The champagne was expected, but flirtatious banter with the blue-eyed bartender was not. When Jael Rattigan, now the co-founder of Asheville-based French Broad Chocolates, attended her brother’s wedding a decade ago, she found herself captivated by the gent behind the bar. Dan Rattigan, the drink-slinging law student in question, was just as intrigued by her. It wasn’t long after that the newly smitten Minneapolis couple planned a vacation to Costa Rica, and much like the beginning of their romance, proved serendipitous.
“We simultaneously fell in love with Costa Rica—and each other,” recalls Jael.
When they came back from their sojourn it was that dual passion that Jael, a budding chocolatier, would remember when sitting in her blue kitchen hand-dipping smooth chocolate turtles. “That was the moment I knew I wanted to find a life around this, around making chocolate. Until then I had been too practical, but Dan the dreamer believed in me and took me seriously,” she explains.
So much so that Dan dropped out of law school, Jael put the kibosh on her MBA and they both sold their cars. Instead they bought an old-school bus, converted it to run on vegetable oil, and with Jael expecting their first child, made an adventurous return to the Costa Rican jungle.
On the Caribbean coast, in Puerto Viejo de Limon, they got one step closer to Jael’s dream by opening the cafe Bread and Chocolate “in a dilapidated space we found on an abandoned cacao farm,” Dan points out. Dan, who had served as head cook and lead baker at co-ops throughout his time at Oberlin College, also had the chance to reignite his interest in the kitchen working alongside Jael, where they made the likes of homemade biscuits and tropical fruit salads.
Two years on the beach elicited new urban yearnings and with “chocolate on the brain,” Jael notes, they moved to Asheville on another whim, the open, artsy city friends told them would be the right fit for the artisanal business they envisioned.
“Our first visit was full of farmers’ markets, farm-to-table restaurants, and walks in town seeing sweet dads with their kiddos on their shoulders,” Jael says. Adds Dan, “We can identify with the spirit of Appalachia. It’s relatively isolated in the mountains, similar to Costa Rica.”
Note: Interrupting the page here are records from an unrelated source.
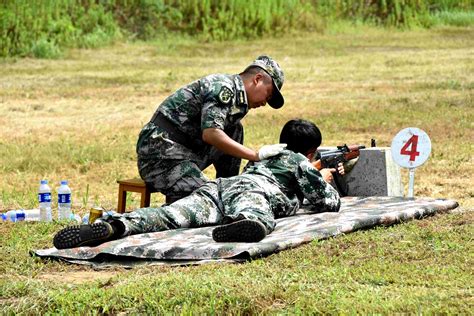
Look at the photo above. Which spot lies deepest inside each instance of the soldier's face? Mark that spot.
(260, 92)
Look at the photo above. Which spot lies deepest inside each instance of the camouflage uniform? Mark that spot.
(171, 164)
(267, 190)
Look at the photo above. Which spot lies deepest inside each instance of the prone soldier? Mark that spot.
(245, 206)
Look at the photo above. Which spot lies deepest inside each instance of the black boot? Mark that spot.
(84, 235)
(245, 230)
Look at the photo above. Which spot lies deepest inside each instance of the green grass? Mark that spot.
(78, 118)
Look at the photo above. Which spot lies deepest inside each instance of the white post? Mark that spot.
(411, 181)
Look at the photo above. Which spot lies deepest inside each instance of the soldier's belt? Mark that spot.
(175, 134)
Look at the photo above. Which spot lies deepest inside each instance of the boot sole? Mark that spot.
(241, 231)
(83, 235)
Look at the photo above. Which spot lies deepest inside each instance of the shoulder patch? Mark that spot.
(225, 95)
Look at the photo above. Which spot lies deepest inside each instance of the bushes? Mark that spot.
(43, 28)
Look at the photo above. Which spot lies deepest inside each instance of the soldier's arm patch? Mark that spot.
(225, 95)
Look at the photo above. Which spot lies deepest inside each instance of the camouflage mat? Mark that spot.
(195, 246)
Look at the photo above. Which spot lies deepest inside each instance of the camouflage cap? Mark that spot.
(274, 70)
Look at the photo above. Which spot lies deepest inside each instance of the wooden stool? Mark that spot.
(133, 185)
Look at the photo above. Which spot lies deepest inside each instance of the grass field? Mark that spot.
(78, 119)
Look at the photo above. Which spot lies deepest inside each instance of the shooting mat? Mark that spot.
(195, 246)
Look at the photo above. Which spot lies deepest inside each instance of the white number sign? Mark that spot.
(411, 147)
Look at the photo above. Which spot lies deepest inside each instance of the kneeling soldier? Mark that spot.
(245, 205)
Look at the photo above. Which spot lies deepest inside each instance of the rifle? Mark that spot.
(331, 158)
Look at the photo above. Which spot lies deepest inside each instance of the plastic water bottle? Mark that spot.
(44, 199)
(32, 215)
(14, 215)
(21, 215)
(64, 201)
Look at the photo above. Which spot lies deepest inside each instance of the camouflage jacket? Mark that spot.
(215, 101)
(291, 178)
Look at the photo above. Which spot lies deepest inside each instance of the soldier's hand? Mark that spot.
(340, 169)
(327, 174)
(270, 151)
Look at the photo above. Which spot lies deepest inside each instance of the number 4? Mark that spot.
(413, 142)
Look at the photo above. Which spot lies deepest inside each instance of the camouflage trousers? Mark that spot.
(176, 170)
(217, 202)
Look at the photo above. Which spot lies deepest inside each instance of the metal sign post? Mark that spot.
(410, 148)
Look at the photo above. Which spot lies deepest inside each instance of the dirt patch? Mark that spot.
(78, 277)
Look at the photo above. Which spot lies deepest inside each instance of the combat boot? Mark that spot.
(245, 230)
(84, 235)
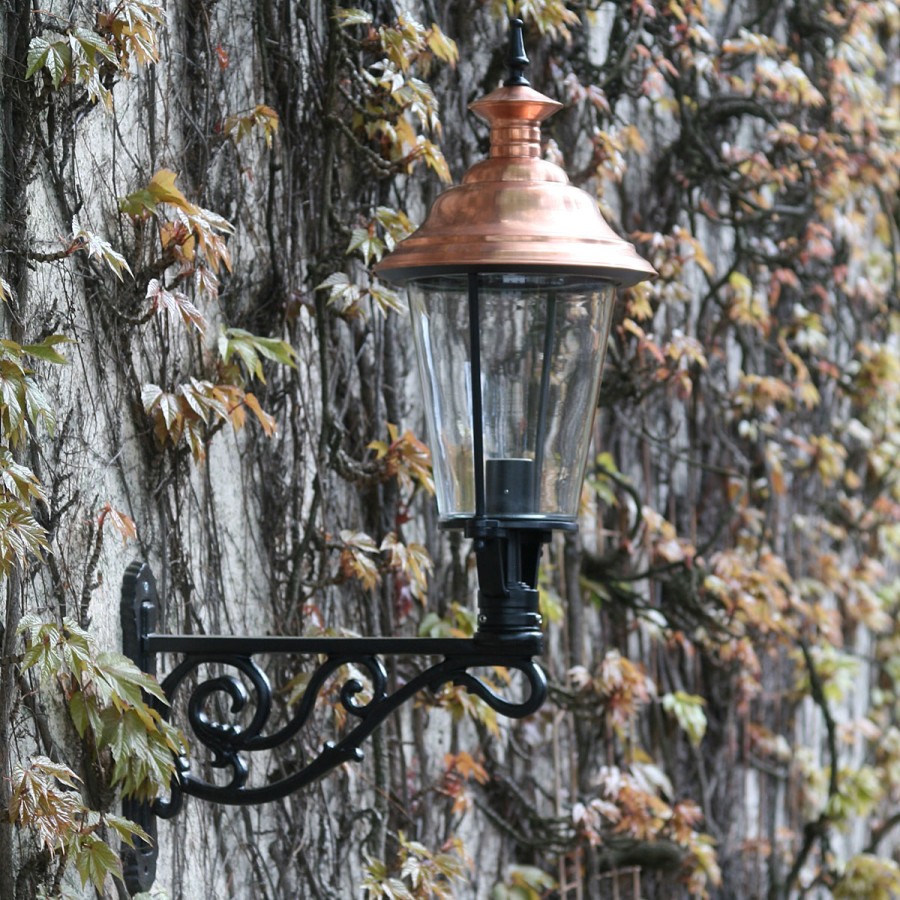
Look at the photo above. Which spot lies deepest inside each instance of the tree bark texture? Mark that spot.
(721, 635)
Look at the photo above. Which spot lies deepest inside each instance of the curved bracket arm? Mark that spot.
(246, 690)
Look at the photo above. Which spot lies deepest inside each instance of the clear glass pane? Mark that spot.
(543, 340)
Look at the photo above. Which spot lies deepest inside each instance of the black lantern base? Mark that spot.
(508, 636)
Now the parents of two little boys, they started making truffles and caramels sold in elegant jewelry boxes adorned with letterpress labels. Their confections appeared in the very farmers markets they were enamored with, grocery stores, and on the web, until 2008 when they scored a plumb retail space downtown just off the main drag.
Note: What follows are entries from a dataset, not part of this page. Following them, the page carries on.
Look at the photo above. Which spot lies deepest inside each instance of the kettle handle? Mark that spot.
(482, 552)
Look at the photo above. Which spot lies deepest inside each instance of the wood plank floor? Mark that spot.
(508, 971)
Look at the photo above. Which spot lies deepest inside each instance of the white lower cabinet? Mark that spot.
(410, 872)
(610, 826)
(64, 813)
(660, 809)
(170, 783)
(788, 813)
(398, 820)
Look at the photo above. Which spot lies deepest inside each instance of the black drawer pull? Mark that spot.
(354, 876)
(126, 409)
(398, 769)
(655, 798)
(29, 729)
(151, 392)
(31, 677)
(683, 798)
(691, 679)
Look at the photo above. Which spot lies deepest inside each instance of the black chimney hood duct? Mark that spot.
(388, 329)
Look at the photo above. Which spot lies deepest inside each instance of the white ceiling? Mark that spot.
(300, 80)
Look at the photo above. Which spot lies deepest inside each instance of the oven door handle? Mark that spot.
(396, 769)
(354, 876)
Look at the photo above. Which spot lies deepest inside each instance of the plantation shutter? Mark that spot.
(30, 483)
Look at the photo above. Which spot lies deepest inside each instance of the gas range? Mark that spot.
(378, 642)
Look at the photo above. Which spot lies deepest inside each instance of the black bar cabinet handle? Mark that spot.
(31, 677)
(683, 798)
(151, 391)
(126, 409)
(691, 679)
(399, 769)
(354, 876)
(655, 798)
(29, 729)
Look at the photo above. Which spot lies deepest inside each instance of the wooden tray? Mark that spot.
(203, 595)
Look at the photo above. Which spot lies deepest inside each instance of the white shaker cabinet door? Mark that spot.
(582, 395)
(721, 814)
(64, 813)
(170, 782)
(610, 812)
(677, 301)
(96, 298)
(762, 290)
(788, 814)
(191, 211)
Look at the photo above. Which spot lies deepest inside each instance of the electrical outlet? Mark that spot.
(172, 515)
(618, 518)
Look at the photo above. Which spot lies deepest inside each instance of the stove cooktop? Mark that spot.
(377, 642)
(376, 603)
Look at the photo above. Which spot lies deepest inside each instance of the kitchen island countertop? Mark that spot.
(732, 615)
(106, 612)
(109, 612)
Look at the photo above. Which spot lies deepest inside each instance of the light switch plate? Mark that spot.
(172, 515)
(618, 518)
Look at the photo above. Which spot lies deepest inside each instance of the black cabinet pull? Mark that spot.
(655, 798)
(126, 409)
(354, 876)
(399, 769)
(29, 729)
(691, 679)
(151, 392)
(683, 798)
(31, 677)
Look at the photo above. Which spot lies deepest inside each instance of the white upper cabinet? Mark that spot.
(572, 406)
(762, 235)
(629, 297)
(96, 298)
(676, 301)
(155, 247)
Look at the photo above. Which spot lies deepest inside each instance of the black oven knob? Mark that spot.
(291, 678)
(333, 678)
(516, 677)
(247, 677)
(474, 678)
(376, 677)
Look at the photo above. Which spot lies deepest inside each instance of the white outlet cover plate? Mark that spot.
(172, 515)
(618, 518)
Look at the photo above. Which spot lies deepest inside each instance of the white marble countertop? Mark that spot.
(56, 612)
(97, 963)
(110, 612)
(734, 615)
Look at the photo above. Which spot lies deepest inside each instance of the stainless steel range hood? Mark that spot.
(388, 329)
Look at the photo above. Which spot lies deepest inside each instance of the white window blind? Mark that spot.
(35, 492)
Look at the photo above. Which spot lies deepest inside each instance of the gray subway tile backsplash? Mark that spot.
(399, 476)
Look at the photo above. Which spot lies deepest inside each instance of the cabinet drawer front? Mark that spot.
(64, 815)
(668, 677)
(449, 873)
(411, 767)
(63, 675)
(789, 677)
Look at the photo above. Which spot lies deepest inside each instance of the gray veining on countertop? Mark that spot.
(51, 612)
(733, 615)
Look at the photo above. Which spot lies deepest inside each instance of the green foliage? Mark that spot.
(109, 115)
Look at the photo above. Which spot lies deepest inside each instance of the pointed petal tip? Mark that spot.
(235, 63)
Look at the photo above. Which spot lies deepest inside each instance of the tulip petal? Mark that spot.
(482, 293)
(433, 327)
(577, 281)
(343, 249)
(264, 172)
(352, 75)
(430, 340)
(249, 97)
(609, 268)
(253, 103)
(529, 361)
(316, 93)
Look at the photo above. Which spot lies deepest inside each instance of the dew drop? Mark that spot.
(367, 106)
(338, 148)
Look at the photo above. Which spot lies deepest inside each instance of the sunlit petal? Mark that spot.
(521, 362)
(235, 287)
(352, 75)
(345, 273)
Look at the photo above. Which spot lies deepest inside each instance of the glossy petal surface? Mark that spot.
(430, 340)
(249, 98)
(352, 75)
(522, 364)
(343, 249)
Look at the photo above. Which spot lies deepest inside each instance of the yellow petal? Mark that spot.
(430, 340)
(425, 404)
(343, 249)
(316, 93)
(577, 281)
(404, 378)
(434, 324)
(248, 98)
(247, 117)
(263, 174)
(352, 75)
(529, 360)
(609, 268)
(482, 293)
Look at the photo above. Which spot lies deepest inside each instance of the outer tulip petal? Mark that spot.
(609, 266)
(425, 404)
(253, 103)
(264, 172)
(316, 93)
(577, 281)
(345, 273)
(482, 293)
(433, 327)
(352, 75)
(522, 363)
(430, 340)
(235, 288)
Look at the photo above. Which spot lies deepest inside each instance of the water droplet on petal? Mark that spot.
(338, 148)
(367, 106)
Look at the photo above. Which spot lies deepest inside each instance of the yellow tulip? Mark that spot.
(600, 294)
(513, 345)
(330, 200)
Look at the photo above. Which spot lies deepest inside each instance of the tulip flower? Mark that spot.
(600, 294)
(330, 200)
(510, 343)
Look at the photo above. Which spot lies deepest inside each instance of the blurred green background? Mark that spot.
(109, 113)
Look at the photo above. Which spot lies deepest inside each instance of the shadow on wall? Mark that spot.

More than just a spot to pop in and buy dense cacao nib brownies or lemongrass green chile truffles dusted with sprinkled coconut while en route to a dinner party, the three-story pine and exposed brick shop doubles as an inviting café and salon. The leather sofa is the site of many evening dates over liquid truffles—the Rattigans’ rich, dark version of hot sipping chocolate—and the tables buzz with friends sharing slices of sea salt-accented olive oil chocolate cake. Jael, who has the earthy, calming presence of a yoga teacher, and Dan, whose boyish looks are amplified by the scooter he rides to work, are calming fixtures, weaving in and out of the space and saying hello to loyal regulars.
Asheville’s robust locavore movement is part of the allure for the couple, who incorporate local raspberries, malted barley from Riverbend Malt House, and lavender from the sustainable Mountain Farm in Burnsville into their chocolates. The café au lait truffle contains cream steeped in beans from Durham-based Counter Culture coffee, while molasses grown in nearby Marshall makes its way into the sorghum caramel.
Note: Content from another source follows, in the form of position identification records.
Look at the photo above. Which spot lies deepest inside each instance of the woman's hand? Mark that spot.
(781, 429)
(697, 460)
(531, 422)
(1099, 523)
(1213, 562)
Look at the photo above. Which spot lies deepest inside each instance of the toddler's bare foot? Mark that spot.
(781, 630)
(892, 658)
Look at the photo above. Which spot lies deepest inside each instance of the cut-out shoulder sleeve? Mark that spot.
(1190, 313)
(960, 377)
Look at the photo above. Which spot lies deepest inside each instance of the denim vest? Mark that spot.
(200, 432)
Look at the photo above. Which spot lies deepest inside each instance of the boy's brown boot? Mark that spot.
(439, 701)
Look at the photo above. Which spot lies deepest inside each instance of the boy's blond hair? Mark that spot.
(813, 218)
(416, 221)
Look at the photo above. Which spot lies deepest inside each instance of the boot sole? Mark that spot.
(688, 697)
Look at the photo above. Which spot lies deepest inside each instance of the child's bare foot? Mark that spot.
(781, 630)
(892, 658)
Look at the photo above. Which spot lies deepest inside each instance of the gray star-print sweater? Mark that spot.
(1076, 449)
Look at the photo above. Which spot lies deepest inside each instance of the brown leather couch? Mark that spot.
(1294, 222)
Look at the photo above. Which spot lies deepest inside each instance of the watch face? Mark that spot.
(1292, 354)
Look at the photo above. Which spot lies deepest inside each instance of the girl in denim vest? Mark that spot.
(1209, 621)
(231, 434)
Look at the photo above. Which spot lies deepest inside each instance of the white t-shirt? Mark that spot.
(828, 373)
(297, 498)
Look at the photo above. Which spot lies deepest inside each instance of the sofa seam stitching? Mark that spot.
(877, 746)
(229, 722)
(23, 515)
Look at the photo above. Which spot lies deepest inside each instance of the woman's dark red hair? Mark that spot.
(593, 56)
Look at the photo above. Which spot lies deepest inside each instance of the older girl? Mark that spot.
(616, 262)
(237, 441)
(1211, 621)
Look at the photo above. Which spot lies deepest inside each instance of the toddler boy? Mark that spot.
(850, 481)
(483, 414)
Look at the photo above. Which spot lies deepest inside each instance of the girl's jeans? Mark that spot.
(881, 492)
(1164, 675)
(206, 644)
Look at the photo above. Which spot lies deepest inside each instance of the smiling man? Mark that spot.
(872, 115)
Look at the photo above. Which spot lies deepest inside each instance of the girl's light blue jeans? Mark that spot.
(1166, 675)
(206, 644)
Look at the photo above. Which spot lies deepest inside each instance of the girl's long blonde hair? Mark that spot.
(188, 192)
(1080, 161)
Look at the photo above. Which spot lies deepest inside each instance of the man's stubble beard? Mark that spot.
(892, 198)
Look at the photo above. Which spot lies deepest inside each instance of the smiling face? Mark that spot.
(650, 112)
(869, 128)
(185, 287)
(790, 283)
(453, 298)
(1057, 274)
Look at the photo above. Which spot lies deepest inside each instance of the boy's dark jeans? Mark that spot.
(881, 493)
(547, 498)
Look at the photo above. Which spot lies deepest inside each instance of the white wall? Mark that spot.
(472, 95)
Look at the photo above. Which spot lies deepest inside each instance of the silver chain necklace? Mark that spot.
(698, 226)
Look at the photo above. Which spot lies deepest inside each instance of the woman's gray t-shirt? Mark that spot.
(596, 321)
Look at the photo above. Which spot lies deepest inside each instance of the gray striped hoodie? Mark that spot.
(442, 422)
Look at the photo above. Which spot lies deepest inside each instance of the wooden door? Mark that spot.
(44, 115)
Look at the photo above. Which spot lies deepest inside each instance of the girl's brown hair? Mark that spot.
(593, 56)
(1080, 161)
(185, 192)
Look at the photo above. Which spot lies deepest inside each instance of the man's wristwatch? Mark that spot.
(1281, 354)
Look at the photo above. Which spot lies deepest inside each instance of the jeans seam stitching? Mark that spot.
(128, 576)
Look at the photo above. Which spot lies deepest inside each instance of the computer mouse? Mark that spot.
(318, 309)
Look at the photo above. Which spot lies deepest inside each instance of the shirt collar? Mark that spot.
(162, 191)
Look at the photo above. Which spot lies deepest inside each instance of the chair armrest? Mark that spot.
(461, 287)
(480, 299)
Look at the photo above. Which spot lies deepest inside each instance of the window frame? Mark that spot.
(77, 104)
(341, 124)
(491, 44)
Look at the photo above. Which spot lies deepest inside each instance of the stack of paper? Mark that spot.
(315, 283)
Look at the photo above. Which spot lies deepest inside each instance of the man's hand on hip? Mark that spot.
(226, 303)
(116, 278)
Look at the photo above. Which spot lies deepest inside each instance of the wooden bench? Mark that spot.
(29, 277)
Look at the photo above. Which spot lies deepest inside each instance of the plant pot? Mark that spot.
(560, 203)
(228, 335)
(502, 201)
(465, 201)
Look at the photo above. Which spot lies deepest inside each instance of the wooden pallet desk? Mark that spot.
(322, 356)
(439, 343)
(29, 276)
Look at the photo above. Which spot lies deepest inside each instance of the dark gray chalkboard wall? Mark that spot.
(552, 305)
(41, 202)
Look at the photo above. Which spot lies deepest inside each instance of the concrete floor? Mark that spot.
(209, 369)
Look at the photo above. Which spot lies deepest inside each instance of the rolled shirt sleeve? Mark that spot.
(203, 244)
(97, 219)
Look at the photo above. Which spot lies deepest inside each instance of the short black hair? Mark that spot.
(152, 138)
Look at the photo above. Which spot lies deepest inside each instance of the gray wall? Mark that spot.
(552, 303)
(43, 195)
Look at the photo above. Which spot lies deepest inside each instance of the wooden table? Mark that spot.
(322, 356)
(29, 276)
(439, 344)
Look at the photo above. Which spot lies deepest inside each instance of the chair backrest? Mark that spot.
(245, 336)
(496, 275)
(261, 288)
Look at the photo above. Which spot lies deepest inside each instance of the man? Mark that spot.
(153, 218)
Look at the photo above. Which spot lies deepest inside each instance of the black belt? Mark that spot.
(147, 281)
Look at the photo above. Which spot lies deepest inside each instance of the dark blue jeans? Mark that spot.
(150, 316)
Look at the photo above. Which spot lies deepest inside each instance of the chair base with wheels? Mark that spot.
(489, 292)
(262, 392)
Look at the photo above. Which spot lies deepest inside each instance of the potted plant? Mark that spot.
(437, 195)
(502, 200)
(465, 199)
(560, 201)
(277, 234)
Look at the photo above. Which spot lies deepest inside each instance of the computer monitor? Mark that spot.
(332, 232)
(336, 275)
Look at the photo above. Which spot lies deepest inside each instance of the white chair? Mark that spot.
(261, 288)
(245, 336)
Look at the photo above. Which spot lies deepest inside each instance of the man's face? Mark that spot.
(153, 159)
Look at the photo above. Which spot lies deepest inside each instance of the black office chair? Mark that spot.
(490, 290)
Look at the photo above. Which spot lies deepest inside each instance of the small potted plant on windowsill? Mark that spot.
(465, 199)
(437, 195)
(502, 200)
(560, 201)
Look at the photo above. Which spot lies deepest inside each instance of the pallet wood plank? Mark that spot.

Between this reverence for fresh and organic, as well as those heady memories of Costa Rica, where the desserts they served featured locally made chocolate, the next ambitious move for Jael and Dan was opening an ethical bean-to-bar chocolate factory a few blocks away.
“We were spending all this time sourcing superb quality, wholesome ingredients and building relationships with our partners, that we felt we needed to do the same with our chocolate. If there are things we can get directly from the farmers, we should,” says Dan. “How can we improve prevailing business models? It’s about spreading a set of values and ideas worth sharing. We knew we had to do it ourselves.”
So they did, sourcing cacao beans straight from the cooperatives of hardworking growers in locales such as Costa Rica (even from the magical farm they owned nearly 10 years ago), Peru, Bolivia, and Nicaragua that now sit in their factory in burlap sacks. They do everything by hand: sort, roast, crack, winnow, conch, refine, and temper it all into silken chocolate using machinery like a nib classifier, sorter, and evolving solar-powered roaster that the crafty Dan built himself.
Every weekend there are tours of the factory, where the chocolate-making process is demystified to curious locals and tourists. But it’s the lush images of Costa Rica and Peru gracing the walls of the factory that reinforce the connection between the farms that made those impeccably wrapped bars for sale a possibility. For the Rattigans, global and local are forever intertwined.